Now my shiny new birthday pressie (Samsung SyncMaster Flatscreen) doesn’t work properly – every couple of minutes, it pops up a nasty little box saying that the resolution is not optimal, and I have to bang about with the buttons on the screen to get rid of it. So I thought – hmm, time to upgrade my video driver. And have duly spend two days searching for my video driver.
Thanks to a marvelous utility called EVEREST , I didn’t actually have to take a screwdriver to my pc case to find out what graphics card I had, but just a click of a mouse told me it was a SiS 315 Integrated (yup, that really meant a lot to me). So I searched for that, found a download, downloaded it – tried to install it, and got told it couldn’t install, as I didn’t have the driver. Checking out Control Panel -> Display properties -> Settings -> Advanced -> Adapter didn’t give me any info, as it just had some random VGA thing listed, with no properties or anything.
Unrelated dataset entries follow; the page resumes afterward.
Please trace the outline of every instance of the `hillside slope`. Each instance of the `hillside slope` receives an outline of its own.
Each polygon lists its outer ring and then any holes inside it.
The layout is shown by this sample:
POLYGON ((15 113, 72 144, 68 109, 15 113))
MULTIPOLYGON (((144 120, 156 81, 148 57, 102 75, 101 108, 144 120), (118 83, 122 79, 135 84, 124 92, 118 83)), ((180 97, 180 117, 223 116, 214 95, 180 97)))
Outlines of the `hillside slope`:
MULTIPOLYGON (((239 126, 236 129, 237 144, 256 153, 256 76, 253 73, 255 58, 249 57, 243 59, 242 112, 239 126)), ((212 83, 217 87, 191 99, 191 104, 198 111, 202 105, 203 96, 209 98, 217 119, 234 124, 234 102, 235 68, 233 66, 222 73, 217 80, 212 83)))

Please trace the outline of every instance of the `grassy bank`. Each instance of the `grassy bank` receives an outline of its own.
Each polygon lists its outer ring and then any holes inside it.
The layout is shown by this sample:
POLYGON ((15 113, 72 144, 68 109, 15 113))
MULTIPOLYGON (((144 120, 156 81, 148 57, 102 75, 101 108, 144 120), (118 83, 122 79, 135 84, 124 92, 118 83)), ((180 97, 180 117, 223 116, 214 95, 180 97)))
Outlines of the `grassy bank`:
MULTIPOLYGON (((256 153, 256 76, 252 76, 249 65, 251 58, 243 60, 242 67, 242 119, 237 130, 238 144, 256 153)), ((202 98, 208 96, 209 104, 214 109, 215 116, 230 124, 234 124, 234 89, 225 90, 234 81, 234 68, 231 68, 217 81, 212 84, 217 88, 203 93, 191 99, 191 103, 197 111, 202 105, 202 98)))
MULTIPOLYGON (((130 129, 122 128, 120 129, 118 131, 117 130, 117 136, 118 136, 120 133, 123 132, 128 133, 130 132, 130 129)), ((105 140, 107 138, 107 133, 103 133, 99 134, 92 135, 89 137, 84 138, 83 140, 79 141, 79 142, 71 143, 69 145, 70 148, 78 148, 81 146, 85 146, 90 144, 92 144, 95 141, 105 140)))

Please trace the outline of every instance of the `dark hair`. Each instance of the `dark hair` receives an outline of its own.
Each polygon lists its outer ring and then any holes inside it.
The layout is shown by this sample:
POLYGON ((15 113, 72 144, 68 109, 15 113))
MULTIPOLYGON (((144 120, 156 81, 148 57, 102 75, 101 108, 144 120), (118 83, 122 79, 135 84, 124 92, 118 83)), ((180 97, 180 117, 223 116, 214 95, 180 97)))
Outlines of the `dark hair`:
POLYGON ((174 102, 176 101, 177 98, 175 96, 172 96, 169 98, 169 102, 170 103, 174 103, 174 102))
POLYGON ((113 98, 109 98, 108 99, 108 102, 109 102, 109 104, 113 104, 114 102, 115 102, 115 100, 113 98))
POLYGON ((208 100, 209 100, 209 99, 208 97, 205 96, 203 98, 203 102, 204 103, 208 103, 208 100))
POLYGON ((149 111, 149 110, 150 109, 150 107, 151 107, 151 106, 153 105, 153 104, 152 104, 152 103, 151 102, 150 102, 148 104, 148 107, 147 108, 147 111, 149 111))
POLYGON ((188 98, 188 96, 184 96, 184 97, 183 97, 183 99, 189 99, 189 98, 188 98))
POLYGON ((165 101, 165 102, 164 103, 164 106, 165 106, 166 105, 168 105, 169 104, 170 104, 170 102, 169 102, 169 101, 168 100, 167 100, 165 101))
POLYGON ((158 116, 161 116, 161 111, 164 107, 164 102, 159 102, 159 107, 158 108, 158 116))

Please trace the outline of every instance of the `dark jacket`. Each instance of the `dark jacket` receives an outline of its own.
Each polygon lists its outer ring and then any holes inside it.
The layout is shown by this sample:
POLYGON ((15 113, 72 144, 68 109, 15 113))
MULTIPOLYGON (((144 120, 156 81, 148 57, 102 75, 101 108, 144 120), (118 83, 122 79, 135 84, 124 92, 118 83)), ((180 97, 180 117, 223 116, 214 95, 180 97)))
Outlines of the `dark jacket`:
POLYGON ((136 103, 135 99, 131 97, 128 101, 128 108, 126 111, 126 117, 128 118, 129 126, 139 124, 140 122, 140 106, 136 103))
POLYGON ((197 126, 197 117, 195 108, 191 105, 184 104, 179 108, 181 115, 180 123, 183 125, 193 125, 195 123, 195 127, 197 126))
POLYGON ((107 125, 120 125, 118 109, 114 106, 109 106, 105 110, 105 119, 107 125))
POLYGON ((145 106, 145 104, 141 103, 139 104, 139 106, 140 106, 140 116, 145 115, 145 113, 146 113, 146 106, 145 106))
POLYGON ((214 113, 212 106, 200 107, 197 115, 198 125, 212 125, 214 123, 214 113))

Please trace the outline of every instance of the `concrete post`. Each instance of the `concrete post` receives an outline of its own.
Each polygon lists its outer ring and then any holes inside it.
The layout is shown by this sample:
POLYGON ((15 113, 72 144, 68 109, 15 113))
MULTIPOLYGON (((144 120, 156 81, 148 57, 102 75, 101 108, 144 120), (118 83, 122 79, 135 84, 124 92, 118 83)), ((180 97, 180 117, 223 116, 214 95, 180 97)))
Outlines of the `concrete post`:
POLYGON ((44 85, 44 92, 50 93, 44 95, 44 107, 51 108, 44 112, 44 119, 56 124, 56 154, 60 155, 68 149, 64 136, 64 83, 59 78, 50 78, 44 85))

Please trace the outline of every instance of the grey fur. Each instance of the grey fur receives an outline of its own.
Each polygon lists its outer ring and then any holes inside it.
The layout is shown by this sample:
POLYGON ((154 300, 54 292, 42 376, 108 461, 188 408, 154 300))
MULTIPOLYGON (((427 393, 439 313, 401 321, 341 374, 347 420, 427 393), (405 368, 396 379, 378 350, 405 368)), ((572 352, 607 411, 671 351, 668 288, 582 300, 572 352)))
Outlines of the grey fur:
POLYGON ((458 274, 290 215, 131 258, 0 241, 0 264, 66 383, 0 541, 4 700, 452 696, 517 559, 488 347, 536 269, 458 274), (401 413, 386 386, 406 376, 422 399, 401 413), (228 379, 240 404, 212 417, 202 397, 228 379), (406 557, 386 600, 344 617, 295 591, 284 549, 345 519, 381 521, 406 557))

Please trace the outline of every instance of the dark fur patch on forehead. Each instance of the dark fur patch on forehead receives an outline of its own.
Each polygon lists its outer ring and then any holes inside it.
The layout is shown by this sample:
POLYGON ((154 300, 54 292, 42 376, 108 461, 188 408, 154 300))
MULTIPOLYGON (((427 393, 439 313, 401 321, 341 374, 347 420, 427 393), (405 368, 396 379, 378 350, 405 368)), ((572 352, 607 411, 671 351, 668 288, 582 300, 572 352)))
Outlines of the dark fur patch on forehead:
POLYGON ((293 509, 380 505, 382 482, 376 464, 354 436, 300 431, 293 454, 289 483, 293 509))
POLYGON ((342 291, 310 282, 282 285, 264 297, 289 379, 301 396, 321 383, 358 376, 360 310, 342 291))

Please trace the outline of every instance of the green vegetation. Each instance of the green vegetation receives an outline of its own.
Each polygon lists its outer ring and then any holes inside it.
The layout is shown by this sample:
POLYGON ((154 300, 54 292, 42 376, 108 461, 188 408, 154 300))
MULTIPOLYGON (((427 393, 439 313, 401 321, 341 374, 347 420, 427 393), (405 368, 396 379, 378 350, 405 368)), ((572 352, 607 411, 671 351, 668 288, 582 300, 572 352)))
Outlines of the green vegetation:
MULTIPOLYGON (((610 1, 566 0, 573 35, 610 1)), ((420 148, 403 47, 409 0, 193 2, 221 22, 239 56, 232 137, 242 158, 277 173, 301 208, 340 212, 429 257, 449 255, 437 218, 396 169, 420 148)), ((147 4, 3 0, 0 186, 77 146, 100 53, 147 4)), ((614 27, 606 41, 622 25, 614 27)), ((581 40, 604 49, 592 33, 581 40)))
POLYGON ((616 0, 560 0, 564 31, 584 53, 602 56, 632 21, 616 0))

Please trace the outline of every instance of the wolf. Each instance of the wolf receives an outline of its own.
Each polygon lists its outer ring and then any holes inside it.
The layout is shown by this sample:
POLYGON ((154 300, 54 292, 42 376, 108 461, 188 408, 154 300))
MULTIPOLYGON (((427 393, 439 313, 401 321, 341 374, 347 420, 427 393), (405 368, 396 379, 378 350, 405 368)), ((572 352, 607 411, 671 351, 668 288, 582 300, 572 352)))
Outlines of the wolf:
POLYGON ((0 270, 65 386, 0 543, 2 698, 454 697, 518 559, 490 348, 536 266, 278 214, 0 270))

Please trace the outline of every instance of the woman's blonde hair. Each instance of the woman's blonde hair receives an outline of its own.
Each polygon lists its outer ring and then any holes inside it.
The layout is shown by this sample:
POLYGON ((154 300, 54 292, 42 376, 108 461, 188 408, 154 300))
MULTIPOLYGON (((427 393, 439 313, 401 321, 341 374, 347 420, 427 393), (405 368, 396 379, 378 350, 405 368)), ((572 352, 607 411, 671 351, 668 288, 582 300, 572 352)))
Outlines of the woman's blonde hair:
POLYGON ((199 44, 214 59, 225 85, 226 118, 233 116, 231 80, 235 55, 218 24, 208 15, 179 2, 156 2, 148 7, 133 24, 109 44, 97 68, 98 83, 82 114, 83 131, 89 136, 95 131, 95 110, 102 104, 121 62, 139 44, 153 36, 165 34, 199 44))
After much swearing, I found a forum in which the answer to almost every question was “Install the drivers for your motherboard, then try again”. So (thanks to Everest), I searched for the chipset drivers (SiS 651), found them here and installed them. Huzzah! I now have a screen that works. It still makes every second line fuzzy – so I’m now going to try installing the actual drivers for the monitor next.
Anyway, I’ll probably post any updates to my quest for a shiny dual-boot system on a middle-aged pc on this blog, not my usual personal ones, as I don’t think my friends are terribly interested in the ins and outs my system woes. (Plus, I’d probably have to be embarrassed if any of them realized the extent of my techno-naivete.)